The BBC has been presenting various programmes related the history and struggles of people from African descent in Britain on its platforms.
I have had the opportunity to watch a few of these programmes, including the brilliant four-part series for BBC2, Black and British: A Forgotten History presented by historian David Olusoga and the depressing institutional racism against people of colour in Britain.
This was revealed in the programme: Will Britain ever have a Black Prime Minister?
The presenter British TV and movie star David Harewood investigates the obstacles facing black Britons in rising to positions of power and influence. Working with Dr Faisal Shaheen, a statistician from the Centre for Social Studies, he calculated the statistical chances of someone from his own coloured background ever becoming prime minister was 1 in 17 million compared to 1 in 1.4 million for a white counterpart.
These programmes paint a painful and regretful picture of structural and systematic racism and discrimination against people of colour or African descent in all levels of British society including education, housing, public and health services, employment and job prospects, progression to top positions in politics and industry just to name a few.
There is a disproportionate higher numbers of black or coloured people incarcerated in the penal system.
The statistics are so demoralising and frankly indefensible that it leaves me to ask the question “What is wrong with colour?”
For instance, 45% black or children from African descent are growing in poverty compared with 25% of children from white families!
The researchers showed students from black and ethnic minorities’ background are downgraded in school teacher-led assessments and sadly, they are less likely to get university admission to elite British universities such as Oxford and Cambridge, even when they have the same top grades as their white counterparts!
Of the 161 high court and 11 supreme courts judges, 193 generals of the armed forces and the many powerful media and newspapers editors including the BBC, there are zero blacks amongst these influential and powerful people!
As a minister of religion, I feel deeply troubled by the seemingly unchanging and unequal treatment of people from non-white races and ethnic backgrounds in Britain.
The silent and may be not contemplated issue behind closed doors is that will Britain ever have a black prime minister similar to what America has experienced?
Have the perceptions and understanding of the wider British public about people of colour changed and matured enough to accept the fact that all humans equal?
Are they willing to challenge and deal with the prevailing “unconscious bias or racism” that are deeply engrained in the society?
I must shamefully say that the Church of which I am part of is not guiltless, nor a better example to the rest of the society!
The Bible says God made all humans equal and in His image. “Then God said: ‘Let us make human beings in our image, to be like us.’ (Genesis 1:28).
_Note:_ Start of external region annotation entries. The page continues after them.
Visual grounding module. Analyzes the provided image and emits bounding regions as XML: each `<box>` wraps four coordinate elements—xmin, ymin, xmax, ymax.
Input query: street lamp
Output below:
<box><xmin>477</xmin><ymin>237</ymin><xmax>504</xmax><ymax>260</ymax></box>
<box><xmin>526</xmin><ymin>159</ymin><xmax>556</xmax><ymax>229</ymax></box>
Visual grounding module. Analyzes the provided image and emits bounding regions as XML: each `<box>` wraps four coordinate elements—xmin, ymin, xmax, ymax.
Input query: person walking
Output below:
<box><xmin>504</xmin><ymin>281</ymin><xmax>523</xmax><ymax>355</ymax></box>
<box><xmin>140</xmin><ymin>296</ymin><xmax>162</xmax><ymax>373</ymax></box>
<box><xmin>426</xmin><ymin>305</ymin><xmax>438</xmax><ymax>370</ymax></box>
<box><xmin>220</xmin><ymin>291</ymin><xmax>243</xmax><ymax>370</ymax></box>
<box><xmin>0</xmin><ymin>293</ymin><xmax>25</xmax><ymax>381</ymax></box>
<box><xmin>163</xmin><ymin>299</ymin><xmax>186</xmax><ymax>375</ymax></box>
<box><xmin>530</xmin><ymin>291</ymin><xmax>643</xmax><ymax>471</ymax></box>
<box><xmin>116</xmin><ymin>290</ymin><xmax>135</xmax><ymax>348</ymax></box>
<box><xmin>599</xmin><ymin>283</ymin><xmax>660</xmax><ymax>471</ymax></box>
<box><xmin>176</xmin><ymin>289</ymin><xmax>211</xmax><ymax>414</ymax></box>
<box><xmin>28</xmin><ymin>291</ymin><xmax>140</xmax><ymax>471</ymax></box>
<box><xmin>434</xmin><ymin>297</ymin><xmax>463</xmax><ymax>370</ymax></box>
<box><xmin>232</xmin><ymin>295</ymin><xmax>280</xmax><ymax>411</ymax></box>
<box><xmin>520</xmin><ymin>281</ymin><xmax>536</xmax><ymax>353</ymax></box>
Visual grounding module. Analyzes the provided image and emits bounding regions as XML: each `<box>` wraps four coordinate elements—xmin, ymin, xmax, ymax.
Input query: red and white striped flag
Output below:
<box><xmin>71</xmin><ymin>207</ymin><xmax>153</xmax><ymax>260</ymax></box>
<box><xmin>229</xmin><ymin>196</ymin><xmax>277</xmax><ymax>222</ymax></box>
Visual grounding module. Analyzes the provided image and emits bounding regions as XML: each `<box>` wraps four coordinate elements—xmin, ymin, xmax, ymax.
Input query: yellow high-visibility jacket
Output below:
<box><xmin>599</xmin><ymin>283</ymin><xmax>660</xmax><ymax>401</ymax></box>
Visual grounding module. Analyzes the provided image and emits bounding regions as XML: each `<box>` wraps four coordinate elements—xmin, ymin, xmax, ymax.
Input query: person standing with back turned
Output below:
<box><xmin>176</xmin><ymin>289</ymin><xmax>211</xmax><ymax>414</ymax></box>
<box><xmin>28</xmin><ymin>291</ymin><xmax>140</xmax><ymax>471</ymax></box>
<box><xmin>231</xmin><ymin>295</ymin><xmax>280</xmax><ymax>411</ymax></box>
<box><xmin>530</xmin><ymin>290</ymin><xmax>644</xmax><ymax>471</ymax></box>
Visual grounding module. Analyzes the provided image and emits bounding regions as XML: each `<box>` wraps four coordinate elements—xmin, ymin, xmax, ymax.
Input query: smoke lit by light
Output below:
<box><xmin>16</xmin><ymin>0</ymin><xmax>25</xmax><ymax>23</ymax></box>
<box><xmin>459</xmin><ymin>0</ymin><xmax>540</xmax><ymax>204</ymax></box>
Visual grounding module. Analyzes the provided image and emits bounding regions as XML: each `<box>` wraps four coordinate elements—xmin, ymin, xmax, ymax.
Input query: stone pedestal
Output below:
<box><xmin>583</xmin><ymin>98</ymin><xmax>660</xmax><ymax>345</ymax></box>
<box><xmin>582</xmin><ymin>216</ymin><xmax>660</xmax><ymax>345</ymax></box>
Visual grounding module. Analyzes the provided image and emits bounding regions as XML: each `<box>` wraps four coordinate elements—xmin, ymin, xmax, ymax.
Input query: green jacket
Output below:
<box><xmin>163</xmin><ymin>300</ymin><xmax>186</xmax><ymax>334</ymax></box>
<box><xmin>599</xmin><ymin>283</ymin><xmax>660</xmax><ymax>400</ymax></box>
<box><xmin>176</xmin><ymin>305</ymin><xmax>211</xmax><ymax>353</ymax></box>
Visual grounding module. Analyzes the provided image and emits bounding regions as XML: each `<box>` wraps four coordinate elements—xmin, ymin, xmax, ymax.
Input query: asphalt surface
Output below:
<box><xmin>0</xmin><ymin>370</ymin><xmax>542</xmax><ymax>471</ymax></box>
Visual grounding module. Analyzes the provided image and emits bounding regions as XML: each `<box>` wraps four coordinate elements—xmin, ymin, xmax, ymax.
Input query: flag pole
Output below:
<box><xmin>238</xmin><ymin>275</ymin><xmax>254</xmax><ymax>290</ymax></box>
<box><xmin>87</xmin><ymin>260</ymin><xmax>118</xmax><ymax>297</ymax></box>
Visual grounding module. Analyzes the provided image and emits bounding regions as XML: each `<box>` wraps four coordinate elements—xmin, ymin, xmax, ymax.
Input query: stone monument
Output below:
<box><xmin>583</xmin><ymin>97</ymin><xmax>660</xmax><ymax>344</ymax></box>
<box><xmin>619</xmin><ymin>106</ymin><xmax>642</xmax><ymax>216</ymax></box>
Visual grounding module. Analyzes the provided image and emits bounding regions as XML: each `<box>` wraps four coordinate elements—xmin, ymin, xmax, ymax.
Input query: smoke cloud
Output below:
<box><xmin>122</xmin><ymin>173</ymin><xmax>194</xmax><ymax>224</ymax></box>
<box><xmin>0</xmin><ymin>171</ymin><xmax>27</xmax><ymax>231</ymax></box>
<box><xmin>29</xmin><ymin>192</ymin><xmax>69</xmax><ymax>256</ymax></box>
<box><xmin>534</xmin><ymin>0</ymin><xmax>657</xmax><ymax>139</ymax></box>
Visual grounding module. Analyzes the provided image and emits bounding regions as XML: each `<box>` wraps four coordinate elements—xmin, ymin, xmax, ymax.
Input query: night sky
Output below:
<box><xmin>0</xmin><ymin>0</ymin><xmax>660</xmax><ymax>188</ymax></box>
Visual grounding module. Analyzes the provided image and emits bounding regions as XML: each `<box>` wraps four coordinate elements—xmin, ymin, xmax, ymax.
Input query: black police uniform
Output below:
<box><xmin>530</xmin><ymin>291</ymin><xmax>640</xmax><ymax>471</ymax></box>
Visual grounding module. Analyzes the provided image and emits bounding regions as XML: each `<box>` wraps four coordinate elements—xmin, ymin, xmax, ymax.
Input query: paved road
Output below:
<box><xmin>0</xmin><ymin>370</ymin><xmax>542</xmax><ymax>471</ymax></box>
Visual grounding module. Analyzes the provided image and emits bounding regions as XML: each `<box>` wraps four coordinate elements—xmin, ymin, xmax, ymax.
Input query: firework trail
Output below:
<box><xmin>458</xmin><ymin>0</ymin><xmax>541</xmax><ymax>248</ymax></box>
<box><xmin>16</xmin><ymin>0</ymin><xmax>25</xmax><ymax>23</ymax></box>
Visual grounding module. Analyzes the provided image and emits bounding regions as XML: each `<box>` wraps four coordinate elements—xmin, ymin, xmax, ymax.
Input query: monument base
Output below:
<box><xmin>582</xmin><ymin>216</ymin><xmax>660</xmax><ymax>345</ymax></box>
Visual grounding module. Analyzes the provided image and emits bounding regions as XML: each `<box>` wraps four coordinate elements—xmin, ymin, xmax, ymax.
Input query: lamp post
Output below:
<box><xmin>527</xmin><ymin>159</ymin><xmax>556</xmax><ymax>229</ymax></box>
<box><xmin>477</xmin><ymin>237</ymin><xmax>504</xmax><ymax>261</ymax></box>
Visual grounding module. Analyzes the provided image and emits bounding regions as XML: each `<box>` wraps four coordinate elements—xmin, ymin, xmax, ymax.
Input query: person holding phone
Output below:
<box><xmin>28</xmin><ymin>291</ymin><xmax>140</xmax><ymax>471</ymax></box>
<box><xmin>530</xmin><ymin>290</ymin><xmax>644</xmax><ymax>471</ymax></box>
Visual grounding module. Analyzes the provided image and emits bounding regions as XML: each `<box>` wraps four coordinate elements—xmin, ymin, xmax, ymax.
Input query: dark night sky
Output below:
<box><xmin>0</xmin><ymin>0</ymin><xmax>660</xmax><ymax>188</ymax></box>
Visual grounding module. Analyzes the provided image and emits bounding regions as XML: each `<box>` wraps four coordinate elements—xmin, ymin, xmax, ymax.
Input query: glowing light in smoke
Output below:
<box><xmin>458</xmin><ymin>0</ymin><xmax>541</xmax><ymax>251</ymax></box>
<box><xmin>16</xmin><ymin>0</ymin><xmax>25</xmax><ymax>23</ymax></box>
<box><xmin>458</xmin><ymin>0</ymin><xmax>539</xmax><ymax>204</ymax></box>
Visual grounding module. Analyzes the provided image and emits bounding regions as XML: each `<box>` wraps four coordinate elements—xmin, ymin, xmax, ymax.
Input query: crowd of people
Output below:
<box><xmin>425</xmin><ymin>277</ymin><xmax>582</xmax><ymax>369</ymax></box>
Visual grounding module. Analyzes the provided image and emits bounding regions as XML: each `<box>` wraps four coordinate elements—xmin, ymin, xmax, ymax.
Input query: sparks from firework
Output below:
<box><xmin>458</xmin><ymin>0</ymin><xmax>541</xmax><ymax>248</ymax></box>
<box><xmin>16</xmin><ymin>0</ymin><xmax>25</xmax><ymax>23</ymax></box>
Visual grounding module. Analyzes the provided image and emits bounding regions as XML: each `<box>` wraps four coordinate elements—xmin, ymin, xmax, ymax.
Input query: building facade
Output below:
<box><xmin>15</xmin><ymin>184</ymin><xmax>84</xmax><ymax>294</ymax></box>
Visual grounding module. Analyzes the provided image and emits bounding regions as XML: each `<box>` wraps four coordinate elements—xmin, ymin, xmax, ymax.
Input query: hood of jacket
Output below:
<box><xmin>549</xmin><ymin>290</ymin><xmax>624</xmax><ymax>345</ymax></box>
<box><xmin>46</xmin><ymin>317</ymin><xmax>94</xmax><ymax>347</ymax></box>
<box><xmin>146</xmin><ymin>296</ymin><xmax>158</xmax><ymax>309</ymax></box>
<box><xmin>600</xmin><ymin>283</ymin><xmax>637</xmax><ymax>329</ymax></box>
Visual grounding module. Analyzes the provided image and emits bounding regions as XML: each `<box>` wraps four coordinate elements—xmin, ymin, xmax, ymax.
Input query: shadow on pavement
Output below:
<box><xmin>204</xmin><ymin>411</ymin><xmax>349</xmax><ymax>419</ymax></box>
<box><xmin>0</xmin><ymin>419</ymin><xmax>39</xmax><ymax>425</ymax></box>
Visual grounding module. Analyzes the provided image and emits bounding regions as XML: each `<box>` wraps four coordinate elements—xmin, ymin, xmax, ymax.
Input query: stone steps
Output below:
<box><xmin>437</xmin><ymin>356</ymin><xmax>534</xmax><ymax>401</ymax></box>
God made us equal (male and female) irrespective of country of origin or colour of skin. ‘He created them male and female and blessed them. And he named them Mankind when they were created.” (Genesis 5:2).
My plea is for us all to examine and rethink our view of people who are different from us. We need to evaluate our perceptions about people who look different from us and examine how we are either perpetuating the inhumane discrimination and inferior treatment of our fellow human being, who happens to look different by just four millimetres of skin depth!